In many cases, it's possible to just add the NUL byte instead.

> What are the chances that in the future, Linux will have alternate
> syscalls which accept byte array parameters where one can pass the
> length of the byte array explicitly instead of using a null byte?

0% chances. Amount of PITA to make that happen far outweighs
possible benefits.

2016-04-08 21:22:10

by Andrew Kelley

[permalink] [raw]
Subject: Re: alternatives to null-terminated byte arrays in syscalls in the future?

On Fri, Apr 8, 2016 at 2:10 PM, Denys Vlasenko <[email protected]> wrote:
> On Fri, Apr 8, 2016 at 11:04 PM, Andrew Kelley <[email protected]> wrote:
>> The open syscall looks like this:
>>
>> SYSCALL_DEFINE3(open, const char __user *, filename, int, flags, umode_t, mode)
>>
>> filename is a null terminated byte array. Null termination is one way
>> to handle lengths of byte arrays, but arguably a better way is to keep
>> track of the length in a separate field. Many programming languages
>> use pointer + length instead of null termination for various reasons.
>>
>> When it's time to make a syscall such as open, software which does not
>> have a null character at the end of byte arrays are forced to allocate
>> memory, do a memcpy, insert a null byte, perform the open syscall,
>> then deallocate the memory.
>
> In many cases, it's possible to just add the NUL byte instead.

Counter example, the Rust standard library:
https://github.com/rust-lang/rust/blob/7e996943784dcbabed433b6906510298ad80903b/src/libstd/sys/unix/fs.rs#L420-L423
https://github.com/rust-lang/rust/blob/7e996943784dcbabed433b6906510298ad80903b/src/libstd/sys/unix/fs.rs#L534-L536

The problem is that the open syscall is low level in a given
application so is usually abstracted in a way where having space to
add the NUL byte is not guaranteed, so implementations have to take
the safe bet of copying memory.

>
>> What are the chances that in the future, Linux will have alternate
>> syscalls which accept byte array parameters where one can pass the
>> length of the byte array explicitly instead of using a null byte?
>
> 0% chances. Amount of PITA to make that happen far outweighs
> possible benefits.

OK, fair enough. If I proposed a patch to the mailing list, would that
change the chances at all?

2016-04-09 12:37:52

by Alan Cox

[permalink] [raw]
Subject: Re: alternatives to null-terminated byte arrays in syscalls in the future?

On Fri, 8 Apr 2016 14:04:00 -0700
Andrew Kelley <[email protected]> wrote:

> The open syscall looks like this:
>
> SYSCALL_DEFINE3(open, const char __user *, filename, int, flags, umode_t, mode)
>
> filename is a null terminated byte array.

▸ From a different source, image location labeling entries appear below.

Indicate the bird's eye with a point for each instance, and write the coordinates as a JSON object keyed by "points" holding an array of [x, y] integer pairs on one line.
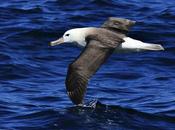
{"points": [[67, 34]]}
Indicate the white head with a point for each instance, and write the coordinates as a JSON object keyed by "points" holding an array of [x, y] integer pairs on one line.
{"points": [[72, 36]]}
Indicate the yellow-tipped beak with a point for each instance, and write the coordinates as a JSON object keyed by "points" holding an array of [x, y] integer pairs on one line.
{"points": [[57, 42]]}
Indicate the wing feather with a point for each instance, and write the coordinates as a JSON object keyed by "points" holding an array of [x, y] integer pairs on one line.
{"points": [[89, 61]]}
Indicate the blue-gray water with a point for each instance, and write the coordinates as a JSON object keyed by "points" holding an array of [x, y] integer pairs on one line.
{"points": [[134, 90]]}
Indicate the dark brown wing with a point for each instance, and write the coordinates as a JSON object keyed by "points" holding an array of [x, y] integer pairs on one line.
{"points": [[89, 61], [118, 24]]}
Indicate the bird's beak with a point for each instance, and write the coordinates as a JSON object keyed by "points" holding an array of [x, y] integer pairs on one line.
{"points": [[57, 42]]}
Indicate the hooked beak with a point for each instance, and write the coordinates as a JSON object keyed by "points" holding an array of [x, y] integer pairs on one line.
{"points": [[57, 42]]}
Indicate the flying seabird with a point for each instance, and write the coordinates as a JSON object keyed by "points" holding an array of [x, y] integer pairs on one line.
{"points": [[99, 44]]}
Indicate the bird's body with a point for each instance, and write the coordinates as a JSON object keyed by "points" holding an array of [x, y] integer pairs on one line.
{"points": [[99, 44]]}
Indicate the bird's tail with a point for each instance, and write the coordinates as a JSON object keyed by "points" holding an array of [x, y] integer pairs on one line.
{"points": [[132, 44]]}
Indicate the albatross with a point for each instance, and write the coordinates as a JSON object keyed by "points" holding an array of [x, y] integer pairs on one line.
{"points": [[99, 43]]}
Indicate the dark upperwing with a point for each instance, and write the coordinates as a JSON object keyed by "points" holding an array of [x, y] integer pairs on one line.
{"points": [[99, 47]]}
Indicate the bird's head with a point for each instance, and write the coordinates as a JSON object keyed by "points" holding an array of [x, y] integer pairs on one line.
{"points": [[71, 36]]}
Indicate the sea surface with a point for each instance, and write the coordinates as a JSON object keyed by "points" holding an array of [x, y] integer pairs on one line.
{"points": [[132, 91]]}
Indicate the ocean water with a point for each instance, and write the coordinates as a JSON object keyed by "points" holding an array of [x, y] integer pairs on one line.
{"points": [[133, 91]]}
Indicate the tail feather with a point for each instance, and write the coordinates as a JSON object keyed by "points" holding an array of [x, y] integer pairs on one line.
{"points": [[137, 45]]}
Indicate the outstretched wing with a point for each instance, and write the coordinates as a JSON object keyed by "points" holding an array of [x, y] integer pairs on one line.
{"points": [[89, 61], [118, 24]]}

Null termination is one way
> to handle lengths of byte arrays, but arguably a better way is to keep
> track of the length in a separate field. Many programming languages
> use pointer + length instead of null termination for various reasons.
>
> When it's time to make a syscall such as open, software which does not
> have a null character at the end of byte arrays are forced to allocate
> memory, do a memcpy, insert a null byte, perform the open syscall,
> then deallocate the memory.

That should only happen if the language wasn't carefully thought out. If
your name objects include both the length and the space available so you
can do array offset validation then

- you can check if the \0 will fit
- your app or interreter can add space for \0 or even include it
specifically

I would also be very surprised if most applications doing such
conversions even showed up meaningfully in the profiling. pathname
syscalls are not the most common ones being executed.

Alan